Bikdeli Behnood, Sharif-Kashani Babak, Raeissi Sasan, Ehteshami-Afshar Solmaz, Behzadnia Neda, Masjedi Mohammad-Reza
Cardiovascular Department, National Research Institute of Tuberculosis and Lung Disease, Masih Daneshvari Hospital, Shahid Beheshti University MC, Tehran, Iran.
Blood Coagul Fibrinolysis. 2011 Dec;22(8):667-72. doi: 10.1097/MBC.0b013e32834ad76d.
Venous thromboembolism (VTE) is a major cause of in-hospital mortality. Several international guidelines provide thromboprophylaxis recommendations; however, guidelines adherence is missing worldwide. We evaluated the chest physicians' knowledge regarding VTE prophylaxis, using a systematically developed questionnaire. The Prophylaxis-foR-venOus-throMbOembolism-assessmenT-questionnairE (PROMOTE) questionnaire was developed using an algorithm encompassing the most important VTE prophylaxis topics and included 13 clinical scenarios. Responses were evaluated with reference to the eighth edition of American College of Chest Physicians guidelines for VTE prevention to assess thromboprophylaxis appropriateness. The questionnaires were distributed during the fourth International Congress on Pulmonary Disease, Intensive Care and Tuberculosis. From the 88 received questionnaires (response rate: 39.8%), 82 were acceptable (62 men, 20 women). The most commonly cited VTE risk factors were immobility (79.2%), surgery (68.2%), and cancer (60.9%). The mean correct response ratio to the questions was 67% [95% confidence interval (CI) 64-70%] with highest appropriateness ratios amongst cardiologists (77.1 ± 5.8%) and lowest ratios among thoracic surgeons (59.2 ± 5%).
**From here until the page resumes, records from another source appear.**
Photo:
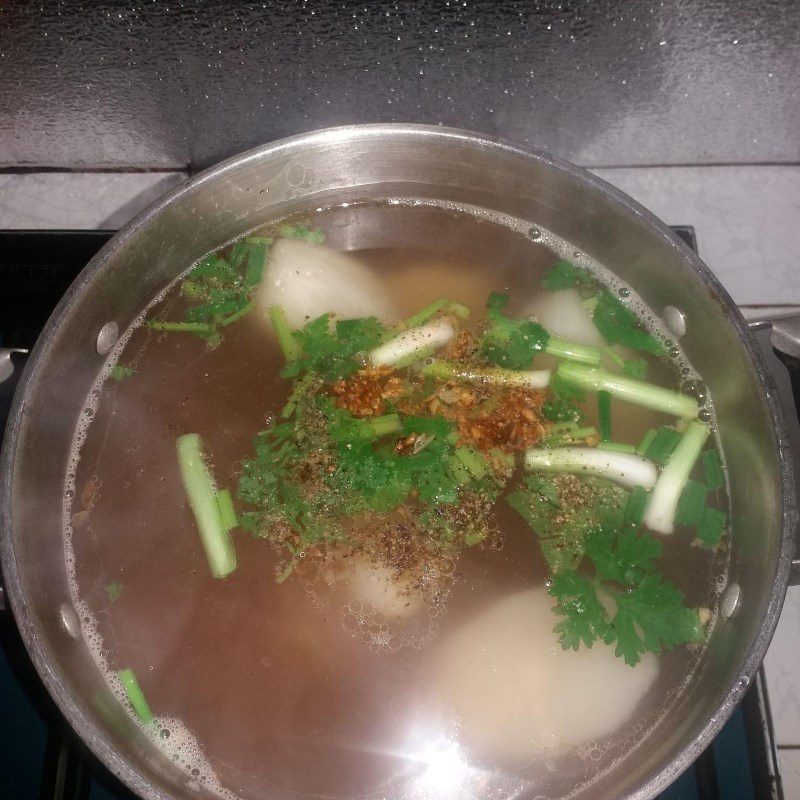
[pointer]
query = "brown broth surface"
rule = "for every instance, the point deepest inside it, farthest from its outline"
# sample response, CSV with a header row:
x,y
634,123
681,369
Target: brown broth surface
x,y
277,682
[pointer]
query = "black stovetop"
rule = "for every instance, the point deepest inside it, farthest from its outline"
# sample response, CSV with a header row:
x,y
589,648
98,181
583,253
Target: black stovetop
x,y
41,758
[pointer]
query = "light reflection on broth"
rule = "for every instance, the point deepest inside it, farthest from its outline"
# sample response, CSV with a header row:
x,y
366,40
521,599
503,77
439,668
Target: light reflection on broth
x,y
302,688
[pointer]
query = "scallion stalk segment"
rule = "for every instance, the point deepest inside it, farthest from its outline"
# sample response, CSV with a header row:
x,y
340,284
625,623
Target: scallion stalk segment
x,y
639,392
412,341
660,514
624,468
202,497
287,342
135,695
497,376
582,353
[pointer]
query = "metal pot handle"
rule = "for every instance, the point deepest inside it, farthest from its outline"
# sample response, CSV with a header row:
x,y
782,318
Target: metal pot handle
x,y
779,337
12,359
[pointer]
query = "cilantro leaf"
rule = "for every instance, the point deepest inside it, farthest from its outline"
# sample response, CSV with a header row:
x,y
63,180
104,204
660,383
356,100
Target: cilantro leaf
x,y
507,342
565,275
619,325
584,618
651,617
621,556
330,354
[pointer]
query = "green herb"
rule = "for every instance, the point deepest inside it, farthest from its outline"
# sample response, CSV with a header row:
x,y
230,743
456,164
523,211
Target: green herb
x,y
226,510
616,447
565,275
288,344
650,613
712,469
113,590
561,410
202,497
647,440
619,325
711,527
644,394
135,695
635,368
221,288
562,523
663,442
510,343
118,372
330,355
636,506
692,504
301,232
604,414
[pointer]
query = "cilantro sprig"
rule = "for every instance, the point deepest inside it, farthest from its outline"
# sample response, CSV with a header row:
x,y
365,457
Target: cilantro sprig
x,y
507,342
327,349
642,612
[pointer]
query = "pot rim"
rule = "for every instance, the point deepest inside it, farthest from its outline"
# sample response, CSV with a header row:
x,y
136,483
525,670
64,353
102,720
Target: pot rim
x,y
95,737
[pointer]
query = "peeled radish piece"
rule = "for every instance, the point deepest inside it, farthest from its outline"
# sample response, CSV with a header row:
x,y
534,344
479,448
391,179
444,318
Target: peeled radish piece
x,y
517,694
563,314
308,280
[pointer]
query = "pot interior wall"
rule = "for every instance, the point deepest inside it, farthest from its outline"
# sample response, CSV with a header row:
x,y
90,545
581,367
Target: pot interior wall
x,y
349,165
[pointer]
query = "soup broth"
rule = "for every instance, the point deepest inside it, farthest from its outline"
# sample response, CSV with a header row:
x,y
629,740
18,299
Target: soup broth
x,y
314,685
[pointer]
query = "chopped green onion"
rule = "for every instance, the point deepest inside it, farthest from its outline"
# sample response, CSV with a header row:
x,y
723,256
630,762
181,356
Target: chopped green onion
x,y
629,470
410,342
203,501
236,315
644,394
424,314
617,447
118,372
692,504
226,510
113,590
582,353
660,514
604,414
614,356
712,469
458,309
647,440
636,506
135,695
287,342
711,526
457,470
417,355
523,379
472,461
662,445
185,327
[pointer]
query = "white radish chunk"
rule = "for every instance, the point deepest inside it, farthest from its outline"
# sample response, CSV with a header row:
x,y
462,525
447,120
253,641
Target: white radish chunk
x,y
517,695
309,280
432,335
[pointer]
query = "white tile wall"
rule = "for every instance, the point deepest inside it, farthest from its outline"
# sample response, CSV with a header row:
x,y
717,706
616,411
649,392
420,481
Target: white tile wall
x,y
747,220
79,199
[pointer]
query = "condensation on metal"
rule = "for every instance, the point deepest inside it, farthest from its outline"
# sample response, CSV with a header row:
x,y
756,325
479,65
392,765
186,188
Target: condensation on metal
x,y
601,83
729,601
69,620
675,320
107,337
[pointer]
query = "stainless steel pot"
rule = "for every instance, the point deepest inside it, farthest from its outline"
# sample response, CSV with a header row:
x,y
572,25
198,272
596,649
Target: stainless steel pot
x,y
354,163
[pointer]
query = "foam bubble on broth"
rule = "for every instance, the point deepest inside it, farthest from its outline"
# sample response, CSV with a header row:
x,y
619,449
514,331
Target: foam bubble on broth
x,y
365,619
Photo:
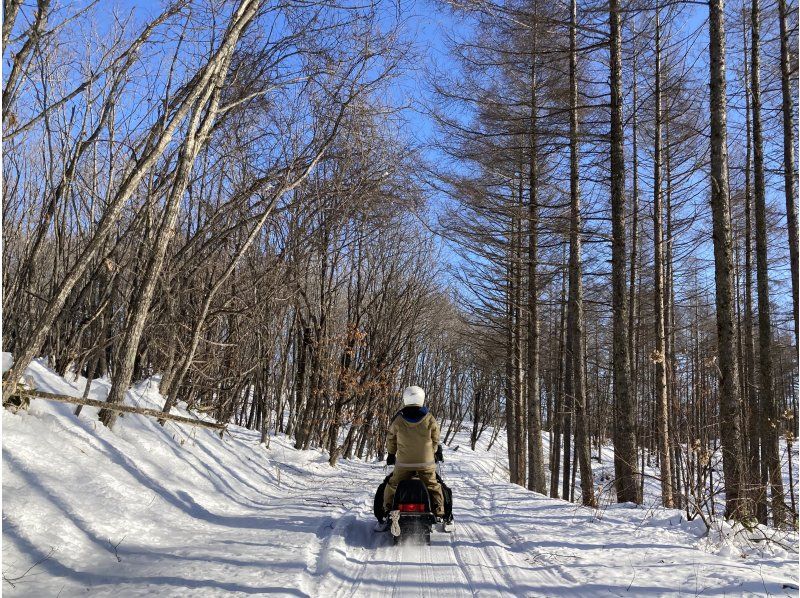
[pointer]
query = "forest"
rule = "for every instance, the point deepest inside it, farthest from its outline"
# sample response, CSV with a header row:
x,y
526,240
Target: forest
x,y
577,221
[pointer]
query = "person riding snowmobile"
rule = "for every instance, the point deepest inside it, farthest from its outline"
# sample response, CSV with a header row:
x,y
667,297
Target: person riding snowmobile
x,y
413,447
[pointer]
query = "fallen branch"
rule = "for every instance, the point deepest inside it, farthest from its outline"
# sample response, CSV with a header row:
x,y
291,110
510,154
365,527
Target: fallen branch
x,y
156,413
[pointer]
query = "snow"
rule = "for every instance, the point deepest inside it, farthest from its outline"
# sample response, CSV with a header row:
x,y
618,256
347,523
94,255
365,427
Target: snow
x,y
146,510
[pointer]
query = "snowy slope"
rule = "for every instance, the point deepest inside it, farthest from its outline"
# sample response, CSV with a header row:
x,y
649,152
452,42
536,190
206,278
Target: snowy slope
x,y
146,510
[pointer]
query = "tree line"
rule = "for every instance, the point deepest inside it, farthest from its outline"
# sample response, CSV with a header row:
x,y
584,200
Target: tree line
x,y
591,247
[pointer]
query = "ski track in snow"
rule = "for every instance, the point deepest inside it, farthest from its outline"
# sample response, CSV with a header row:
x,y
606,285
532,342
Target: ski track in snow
x,y
146,510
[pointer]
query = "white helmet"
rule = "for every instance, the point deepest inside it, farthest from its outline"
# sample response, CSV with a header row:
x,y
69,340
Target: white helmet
x,y
413,395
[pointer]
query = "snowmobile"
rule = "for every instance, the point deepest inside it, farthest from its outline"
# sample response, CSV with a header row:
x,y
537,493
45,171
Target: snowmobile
x,y
412,516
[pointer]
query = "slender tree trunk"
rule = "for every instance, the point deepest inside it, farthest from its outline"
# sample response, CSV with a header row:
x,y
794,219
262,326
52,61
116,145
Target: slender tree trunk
x,y
555,458
160,135
790,186
575,333
625,465
729,421
536,475
771,421
659,356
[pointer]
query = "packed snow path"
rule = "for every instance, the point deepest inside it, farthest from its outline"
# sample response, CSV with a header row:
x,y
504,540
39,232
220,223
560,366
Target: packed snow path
x,y
146,510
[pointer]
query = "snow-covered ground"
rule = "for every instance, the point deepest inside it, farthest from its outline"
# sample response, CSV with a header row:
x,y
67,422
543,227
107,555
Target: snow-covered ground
x,y
174,511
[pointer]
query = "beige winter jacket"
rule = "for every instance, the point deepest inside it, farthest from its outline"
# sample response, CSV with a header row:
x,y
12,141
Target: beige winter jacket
x,y
413,443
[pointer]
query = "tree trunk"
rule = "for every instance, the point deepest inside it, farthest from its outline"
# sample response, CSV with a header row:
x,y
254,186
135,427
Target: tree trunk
x,y
536,476
659,356
790,186
771,421
575,333
729,421
625,465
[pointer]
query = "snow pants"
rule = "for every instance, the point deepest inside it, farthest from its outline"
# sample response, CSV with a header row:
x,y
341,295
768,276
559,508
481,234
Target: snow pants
x,y
428,477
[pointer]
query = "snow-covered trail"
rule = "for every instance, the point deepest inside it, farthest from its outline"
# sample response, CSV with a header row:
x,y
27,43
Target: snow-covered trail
x,y
146,510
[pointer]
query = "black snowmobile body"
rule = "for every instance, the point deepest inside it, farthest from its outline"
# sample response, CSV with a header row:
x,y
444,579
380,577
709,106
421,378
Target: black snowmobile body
x,y
412,501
Physicians' specialty had a significant effect on the overall appropriateness (P = 0.04) and most of appropriateness subcategories. Thoracic surgeons had the lowest rate of over-prophylaxis (P = 0.02). Years passed from graduation were inversely associated with overall appropriateness (P = 0.006). Physicians with academic engagements had a higher overall appropriateness (P = 0.04). We found a wide gap between the guideline recommendations and the responses. PROMOTE is the first systematically developed questionnaire that addresses chest physicians' thromboprophylaxis knowledge and could be useful to strategies to improve VTE prophylaxis. Because of the dissimilar prophylaxis pitfalls of different specialists, distinct educational programs seem necessary to improve their knowledge of proper VTE prophylaxis.
静脉血栓栓塞症(VTE)是住院患者死亡的主要原因。多项国际指南提供了血栓预防建议;然而,全球范围内都存在指南依从性不足的问题。我们使用系统开发的问卷评估了胸科医生关于VTE预防的知识。静脉血栓栓塞症预防评估问卷(PROMOTE)是使用包含最重要的VTE预防主题的算法开发的,包含13个临床场景。根据美国胸科医师学会VTE预防指南第八版对回答进行评估,以评估血栓预防的适当性。问卷在第四届国际肺病、重症监护和结核病大会期间分发。在收到的88份问卷中(回复率:39.8%),82份可接受(62名男性,20名女性)。最常被提及的VTE危险因素是活动受限(79.2%)、手术(68.2%)和癌症(60.9%)。问题的平均正确回答率为67%[95%置信区间(CI)64 - 70%],心脏病专家的适当率最高(77.1±5.8%),胸外科医生的适当率最低(59.2±5%)。医生的专业对总体适当性(P = 0.04)和大多数适当性子类别有显著影响。胸外科医生过度预防的发生率最低(P = 0.02)。毕业年限与总体适当性呈负相关(P = 0.006)。有学术活动的医生总体适当性更高(P = 0.04)。我们发现指南建议与回答之间存在很大差距。PROMOTE是首个系统开发的针对胸科医生血栓预防知识的问卷,可能有助于改善VTE预防的策略。由于不同专科医生预防的陷阱不同,似乎需要不同的教育项目来提高他们对正确VTE预防的认识。